I have a friend that has a problem

I have a friend that has a problem - WeFree

I have a friend who has a problem: he sees himself fat. Well, it’s not just an impression; he’s actually a bit overweight. This creates a whole series of problems that made him struggle to hang around with people and to have a life equal to those of his age. For example, he didn’t want to have anything to do with girls. He didn’t go out with his friends, not that he had many. He couldn’t get passionate about anything; he had no hobbies. He tried to do some sport, but he did not succeed, because of his clumsiness. So every time he had already quitted from the start. There was nothing that he could be passionate about. I tried to explain to him that it was like a dog wagging it’s own tail, but it was useless, he didn’t want to know anything about it.
Then one day something happened at school. I saw him together with a group of ‘bullies’. Those who always mock others, those who spare no one, those being mean when joking and then filming everything to upload on the socials, those who always exaggerate. Increasingly. They competed with each other on this. I was a constant challenge, without reason, without logic. Exasperated.
My friend slid down the stairs on the professor’s desk, tilted upside down. Once arrived to the last step, the desk crashed to the edge slamming him against the wall.
I went to him and told him to stop. I told him that it wasn’t the way to approach someone, who in truth couldn’t care less of him. So he told me to mind my own business, because they were his friends and they accepted him for what he is. I told him that it wasn’t true they didn’t really accept him for who he is, but for what he was doing. He wouldn’t listen to me; my words went straight over his head. He wouldn’t just listen to me. I was really worried of him getting hurt.
Maybe I was wrong. These guys started hanging out with him, picking him up from home, and hanging around in the afternoon and in the evening.
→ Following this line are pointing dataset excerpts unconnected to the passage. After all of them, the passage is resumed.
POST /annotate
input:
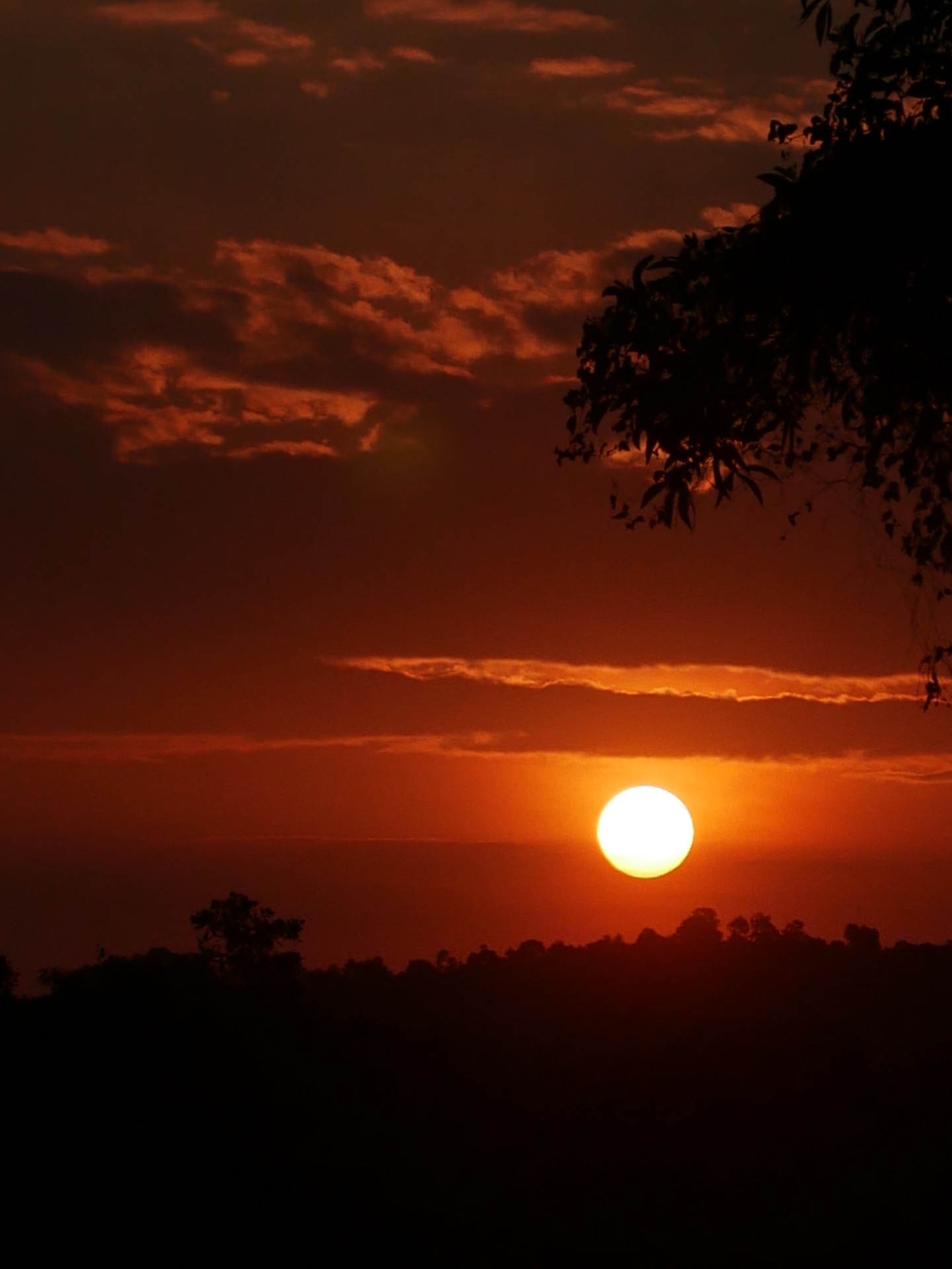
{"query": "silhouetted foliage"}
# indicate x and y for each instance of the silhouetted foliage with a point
(238, 936)
(821, 332)
(677, 1100)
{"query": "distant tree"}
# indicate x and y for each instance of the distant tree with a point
(700, 929)
(8, 978)
(762, 929)
(821, 333)
(862, 939)
(238, 935)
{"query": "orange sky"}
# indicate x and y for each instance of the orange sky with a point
(288, 301)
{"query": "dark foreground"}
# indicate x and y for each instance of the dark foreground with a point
(761, 1098)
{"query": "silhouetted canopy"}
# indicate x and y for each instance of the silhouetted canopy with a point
(822, 330)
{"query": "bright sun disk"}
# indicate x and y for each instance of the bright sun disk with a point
(645, 831)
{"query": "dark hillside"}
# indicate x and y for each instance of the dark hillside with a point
(760, 1098)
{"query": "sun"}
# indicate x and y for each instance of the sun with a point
(645, 831)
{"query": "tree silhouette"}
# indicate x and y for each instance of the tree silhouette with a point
(238, 935)
(821, 332)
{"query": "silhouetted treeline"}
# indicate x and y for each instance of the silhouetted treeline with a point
(742, 1096)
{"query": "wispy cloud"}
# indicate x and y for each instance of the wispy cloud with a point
(292, 348)
(741, 683)
(492, 15)
(55, 241)
(729, 217)
(237, 42)
(161, 13)
(168, 746)
(161, 748)
(359, 63)
(577, 67)
(411, 54)
(682, 110)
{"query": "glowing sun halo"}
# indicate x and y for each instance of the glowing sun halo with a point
(645, 831)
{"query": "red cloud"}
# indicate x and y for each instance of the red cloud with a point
(495, 15)
(161, 13)
(55, 241)
(577, 67)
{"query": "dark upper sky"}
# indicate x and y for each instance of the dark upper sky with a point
(288, 301)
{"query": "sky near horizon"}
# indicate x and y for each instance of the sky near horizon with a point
(289, 297)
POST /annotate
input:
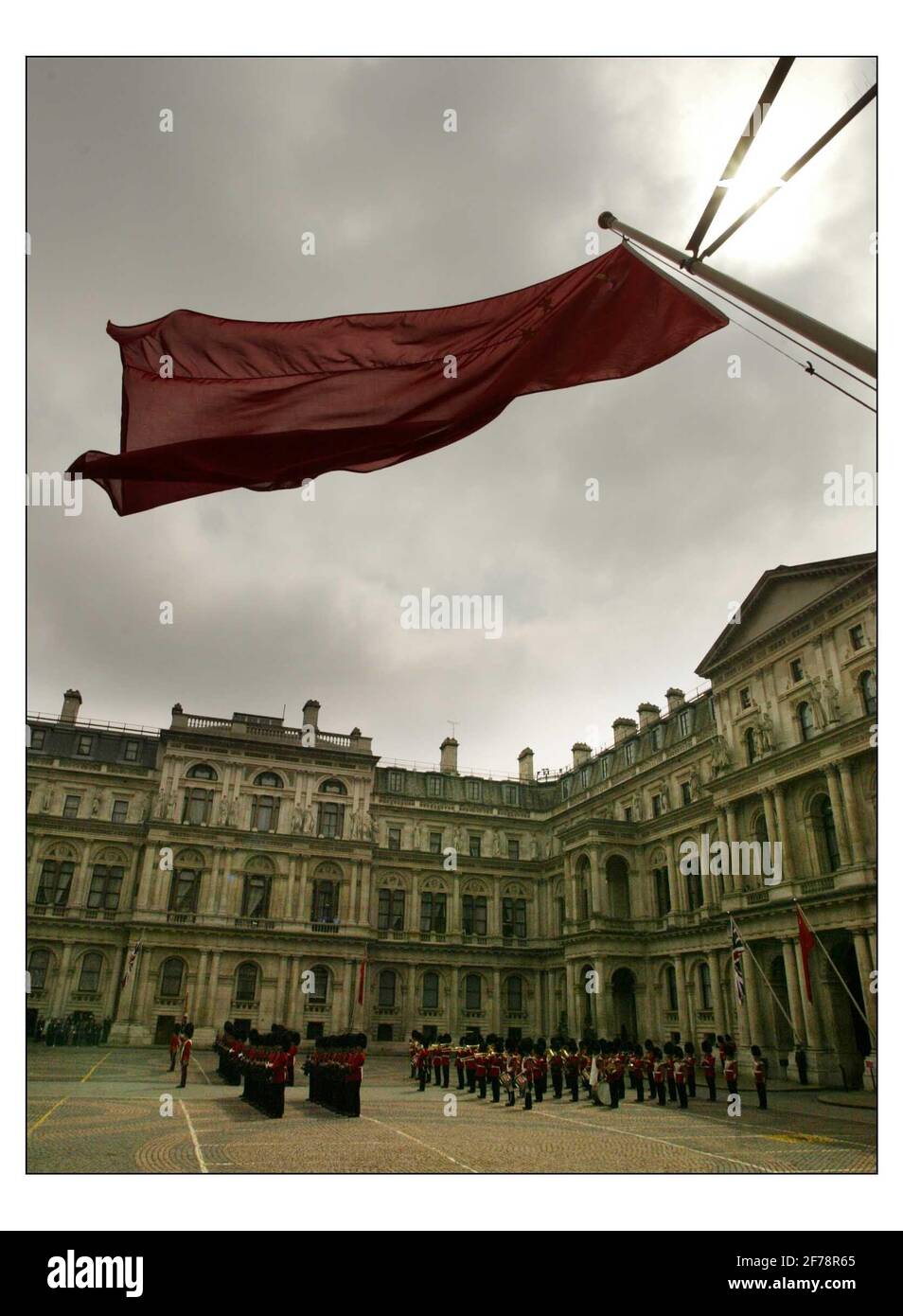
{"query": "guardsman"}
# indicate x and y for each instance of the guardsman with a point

I also saw some photos of a birthday party that they had together, of course, with the usual stupid video. One of them jumped in the cake, with the candles lit. My friend was there, smiling. He seemed one of them. He had been hanging around with them for already 2 months, I saw him smiling all the time, he had become a bit slimmer too, though he hadn’t yet become fit. But he seemed as if he was doing fine.
More or less.
One day, I went to see him in the hospital. He had tried to make one of his usual moronic videos: he was on his bicycle, holding onto a bus. He broke a leg. He had been lucky, he could have died. When I came there, I was amazed to see all his crazy friends with him, with chocolates, magazines, books, movies – everything that one would have been pleased to receive. They were waiting for him to wake up. Then they realized.
At that point, inside that room, I felt frustrated. Even I, like them, did not know what to do, what to say. I could not find the right answers to give; I did not know what words to use in order to make him understand what seemed so obvious to me. So I took the phone, called my mother and told her the only thing I could say, “Mom, I need a hand. I have a friend who has a problem.”
In that room we were in ten. We all were fifteen years old. We listened to the advice of my mother, those of the doctor, and then his mom told us off. Yet all those things we already knew. We all knew that those were irresponsible jokes where someone could really get hurt. After all, we all knew it was all an excuse to hang around together, to laugh and to have fun. Although, we had no words to say it. So, instead of talking, or thinking, they simply did what they wanted, I could not make them face the reality. It was just a stupid and simple phrase. But it was just enough for me to have said it, to pull out what I felt inside, to overcome that wall: “Mom, I have a friend who has a problem.”